Deitado no jardim, ergui a caneta em direção ao céu. Antes de ir embora, a Alicia disse que confiava a mim a própria história dela.
Nunca conheci uma mulher tão digna e bonita quanto ela.
Se ela não fosse minha irmã, com certeza eu teria me apaixonado por ela. Ela é atraente a esse ponto.
Penso sinceramente que ela não poderia ser entregue a mais ninguém além do Duke. Nenhum homem comum por aí seria capaz de lidar com a Alicia.
Ela sempre foi vista como uma mulher de língua afiada e detestável, mas as pessoas ao redor estão começando a perceber que não é bem assim. Isso me deixa feliz, mas ao mesmo tempo, um pouco frustrado.
……………Ela já não é mais membro da família Williams.

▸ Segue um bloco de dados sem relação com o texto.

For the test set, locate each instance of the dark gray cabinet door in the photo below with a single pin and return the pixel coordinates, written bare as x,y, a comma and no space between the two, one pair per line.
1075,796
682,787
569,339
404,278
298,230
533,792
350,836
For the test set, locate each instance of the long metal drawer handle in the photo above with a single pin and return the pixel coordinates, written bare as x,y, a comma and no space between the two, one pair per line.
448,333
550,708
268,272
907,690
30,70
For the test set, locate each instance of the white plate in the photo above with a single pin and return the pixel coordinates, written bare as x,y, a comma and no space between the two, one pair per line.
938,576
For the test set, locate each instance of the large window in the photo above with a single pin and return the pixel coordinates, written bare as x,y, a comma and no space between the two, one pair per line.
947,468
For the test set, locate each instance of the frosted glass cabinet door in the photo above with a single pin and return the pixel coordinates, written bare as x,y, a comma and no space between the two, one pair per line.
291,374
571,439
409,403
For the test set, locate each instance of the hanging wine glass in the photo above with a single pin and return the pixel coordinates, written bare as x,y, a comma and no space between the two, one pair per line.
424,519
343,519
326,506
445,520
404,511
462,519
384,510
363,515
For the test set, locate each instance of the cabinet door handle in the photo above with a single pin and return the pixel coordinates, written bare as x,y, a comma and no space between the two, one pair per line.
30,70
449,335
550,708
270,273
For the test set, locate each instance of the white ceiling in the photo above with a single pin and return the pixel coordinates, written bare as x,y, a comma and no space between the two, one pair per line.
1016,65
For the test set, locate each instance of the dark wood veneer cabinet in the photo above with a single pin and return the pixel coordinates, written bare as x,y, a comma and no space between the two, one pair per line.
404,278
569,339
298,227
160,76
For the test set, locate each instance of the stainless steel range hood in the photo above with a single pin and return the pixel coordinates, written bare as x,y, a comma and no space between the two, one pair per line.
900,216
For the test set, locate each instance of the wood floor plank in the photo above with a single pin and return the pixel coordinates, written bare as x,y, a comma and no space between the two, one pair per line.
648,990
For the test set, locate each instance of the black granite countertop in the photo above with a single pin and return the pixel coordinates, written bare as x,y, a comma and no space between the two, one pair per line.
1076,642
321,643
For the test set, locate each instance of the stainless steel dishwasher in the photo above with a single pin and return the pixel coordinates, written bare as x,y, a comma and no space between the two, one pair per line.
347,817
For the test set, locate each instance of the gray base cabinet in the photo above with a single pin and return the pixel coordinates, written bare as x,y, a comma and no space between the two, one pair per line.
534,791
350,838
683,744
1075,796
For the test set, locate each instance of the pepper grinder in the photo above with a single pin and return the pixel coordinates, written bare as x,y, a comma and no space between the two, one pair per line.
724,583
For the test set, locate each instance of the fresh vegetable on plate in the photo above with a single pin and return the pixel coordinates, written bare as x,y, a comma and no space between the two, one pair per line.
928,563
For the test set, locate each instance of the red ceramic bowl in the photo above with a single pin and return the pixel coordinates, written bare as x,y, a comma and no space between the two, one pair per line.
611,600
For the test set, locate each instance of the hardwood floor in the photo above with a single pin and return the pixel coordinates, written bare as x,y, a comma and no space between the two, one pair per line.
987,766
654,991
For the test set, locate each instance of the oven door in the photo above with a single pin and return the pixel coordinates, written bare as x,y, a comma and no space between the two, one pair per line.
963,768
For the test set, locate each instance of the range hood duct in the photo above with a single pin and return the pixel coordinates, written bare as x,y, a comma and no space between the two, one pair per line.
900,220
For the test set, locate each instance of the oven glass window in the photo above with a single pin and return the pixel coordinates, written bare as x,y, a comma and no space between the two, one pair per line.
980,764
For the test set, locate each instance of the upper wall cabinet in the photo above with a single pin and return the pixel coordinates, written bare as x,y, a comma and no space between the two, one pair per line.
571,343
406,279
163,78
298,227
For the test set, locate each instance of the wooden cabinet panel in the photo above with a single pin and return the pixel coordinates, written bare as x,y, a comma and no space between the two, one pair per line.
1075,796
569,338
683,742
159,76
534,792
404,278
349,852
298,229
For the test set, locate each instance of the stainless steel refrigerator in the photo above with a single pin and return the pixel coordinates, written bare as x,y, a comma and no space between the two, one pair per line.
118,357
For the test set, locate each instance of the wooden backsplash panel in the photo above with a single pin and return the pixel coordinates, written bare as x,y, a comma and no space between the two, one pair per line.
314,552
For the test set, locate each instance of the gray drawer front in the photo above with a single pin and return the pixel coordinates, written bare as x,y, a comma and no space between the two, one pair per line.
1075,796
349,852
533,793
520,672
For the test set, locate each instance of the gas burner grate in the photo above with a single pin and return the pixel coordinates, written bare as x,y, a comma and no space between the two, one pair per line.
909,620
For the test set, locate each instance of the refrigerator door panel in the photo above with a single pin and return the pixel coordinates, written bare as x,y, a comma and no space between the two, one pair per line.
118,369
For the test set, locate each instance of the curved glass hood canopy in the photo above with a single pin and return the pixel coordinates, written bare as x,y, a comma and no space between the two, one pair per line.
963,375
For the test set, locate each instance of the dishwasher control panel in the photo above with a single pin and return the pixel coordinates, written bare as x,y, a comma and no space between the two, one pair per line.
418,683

Ela me contou uma notícia tão grande assim com toda a tranquilidade. Quando ouvi que ela ia elaborar um plano de explosão do palácio real, sinceramente, não fazia ideia do que se passava na cabeça dela.
Gosto dessa forma de pensar tão incompreensível da Alicia. E, além disso, tenho total confiança nela.
Talvez seja por isso que, não importa o quão insano seja o plano, sempre acabo topando embarcar nele junto… Mas nunca imaginei que ela fosse voltar tendo perdido o título nobiliárquico.
E, no fundo, em algum lugar da minha cabeça, eu também achava que o Duke fosse ajudá-la.
A Alicia não pareceu abalada nem um pouco, mas eu fiquei bem abalado. É praticamente impossível imaginar uma mulher tão nobre quanto a Alicia perdendo o próprio status de nobreza.
— Mas, bem, talvez, graças a isso, ela tenha conseguido gravar mais um capítulo da própria história como vilã.
— A vilã voltou pro quarto com um sorriso bem satisfeito no rosto.
Sem que eu percebesse, o Jill entrou no meu campo de visão.
Ele se inclinou sobre mim, deitado ali, e começou a falar. Surpreso, chamei o nome dele: "Jill".
O garoto que a Alicia trouxe de repente pra casa. Hoje já é praticamente como um irmão mais novo pra mim, mas, no começo, foi difícil saber como lidar com ele. Foi por isso que eu ensinei a ele a usar uma "máscara" social.
— Posso deitar também?
— Ah, claro.
Assim que respondi, o Jill se deitou ao meu lado. Dois homens deitados olhando pro céu juntos — não é uma sensação ruim, não.
— Que desperdício, eu ter o mesmo status que você agora.
— O problema é que a pessoa em questão não acha isso um desperdício nem um pouco, então acho que tudo bem, não?
Eu concordava completamente com o Jill, mas respondi assim, pensando na Alicia.
— Cruzei com a Alicia agora há pouco e perguntei se estava mesmo tudo bem, ela deixando de ser nobre desse jeito.
— É que, neste mundo, ser nobre é considerado algo "importante", né.
O Jill ouviu minhas palavras e, depois de um instante, abriu a boca: "a Alicia disse assim".
— "Sim, claro. Se você tem um título, é bom se apegar a ele. Se afinal alguém com posição social age de forma irresponsável, isso é um problema pro mundo inteiro. Mas, se o título desaparece, também não precisa mais se apegar a ele."
Só posso dizer: isso é muito a cara da Alicia. Esse é o maior elogio que existe.
O Jill falou aquilo como se estivesse saboreando cada palavra que a Alicia lhe deu.
— O coração não tem posição social nenhuma, ela disse.
Fiquei paralisado diante daquelas palavras. Tenho certeza de que ela ainda vai me surpreender inúmeras vezes daqui pra frente.
Não consegui evitar um sorriso escapar. Percebi que o Jill olhava rapidamente na minha direção, ouvindo minha risada.
Minha querida e amada irmã, que você tenha muita felicidade, do fundo do coração.